Third, CYD offers a tested model for power-aware participation. It addresses who sets agendas, whose knowledge counts, and how voice translates into authority — moving beyond symbolic engagement toward shared accountability.

Finally, CYD brings a developmental lens to systems change, recognizing that trust and civic habits form over time; that identity shapes how policies are experienced; and that reform is cumulative, not episodic.

In short, Creative Youth Development does more than prepare young people for civic life. It helps institutions become more adaptive without abandoning their values.

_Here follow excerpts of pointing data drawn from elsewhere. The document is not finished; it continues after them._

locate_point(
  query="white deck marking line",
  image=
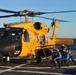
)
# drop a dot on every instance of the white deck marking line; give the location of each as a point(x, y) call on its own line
point(37, 72)
point(18, 66)
point(46, 67)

Burberry Inspire program participants
Photo courtesy of Pia Saunders Campbell

Burberry Inspire: What Preparation Looks Like at Scale

The Burberry Inspire program illustrates how Creative Youth Development can operate at global scale. Developed through a partnership between The Burberry Foundation and the International Youth Foundation (IYF), the program integrates creative practice — storytelling, design, performance — with mentoring and collaboration across multiple countries.

Evaluations show gains in self-efficacy, aspiration, and a sense of agency — foundational capacities that underpin later civic participation and leadership. The program's significance lies less in immediate policy outcomes than in what it enables upstream: investing in readiness before young people are asked to navigate policy systems directly.

From Creative Practice to Civic Capacity

Creative practice does not turn young people into policy experts overnight. What it builds is civic capacity: confidence, curiosity, and competence to engage complex systems over time. Creative spaces are often where young people first practice collective problem-solving, grapple with ambiguity, and negotiate difference — experiences that closely mirror policymaking itself.

CYD does not replace youth councils or advisory bodies; it strengthens the conditions — and pathways — that allow those mechanisms to work. It expands who feels entitled — and equipped — to shape shared futures.

What Institutions and Funders Should Do Next

If the past decade focused on getting young people into policy conversations, the next must focus on ensuring those conversations matter. That requires treating youth development as part of the policy ecosystem, investing in institutional readiness, and evolving success metrics beyond participation counts.

Youth preparation without institutional change leads to frustration. Institutional reform without youth readiness leads to symbolism. Real partnership depends on doing both — together and over time.

Young people are ready. The invitation now is for institutions to meet them there — and invest accordingly.